I find the array library Repa for Haskell very interesting, and wanted to make a simple program, to try to understand how to use it. I also made a simple implementation using lists, which proved to be much faster. My main question is how I could improve the Repa code below to make it the most efficient (and hopefully also very readable). I am quite new using Haskell, and I couldn't find any easily understandable tutorial on Repa [edit there is one at the Haskell Wiki, that I somehow forgot when I wrote this], so don't assume I know anything. :) For example, I'm not sure when to use force or deepSeqArray.

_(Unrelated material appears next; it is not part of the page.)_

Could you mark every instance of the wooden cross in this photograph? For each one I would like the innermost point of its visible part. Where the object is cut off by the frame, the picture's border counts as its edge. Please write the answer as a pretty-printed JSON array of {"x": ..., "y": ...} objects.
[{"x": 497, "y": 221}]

The program is used to approximately calculate the volume of a sphere in the following way:
Two versions are shown below, one using lists and one using repa. I know the code is inefficient, especially for this use case, but the idea is to make it more complicated later on.
For the values below, and compiling with "ghc -Odph -fllvm -fforce-recomp -rtsopts -threaded", the list version takes 1.4 s, while the repa version takes 12 s with +RTS -N1 and 10 s with +RTS -N2, though no sparks are converted (I have a dual-core Intel machine (Core 2 Duo E7400 @ 2.8 GHz) running Windows 7 64, GHC 7.0.2 and llvm 2.8). (Comment out the correct line in main below to just run one of the versions.)
Thank you for any help!
import Data.Array.Repa as R
import qualified Data.Vector.Unboxed as V
import Prelude as P
-- Calculate the volume of a sphere by putting it in a bath of coordinates. Generate coordinates (x,y,z) in a cuboid. Then, for each coordinate, check if it is inside the sphere. Sum those coordinates and multiply by the coordinate grid step size to find an approximate volume.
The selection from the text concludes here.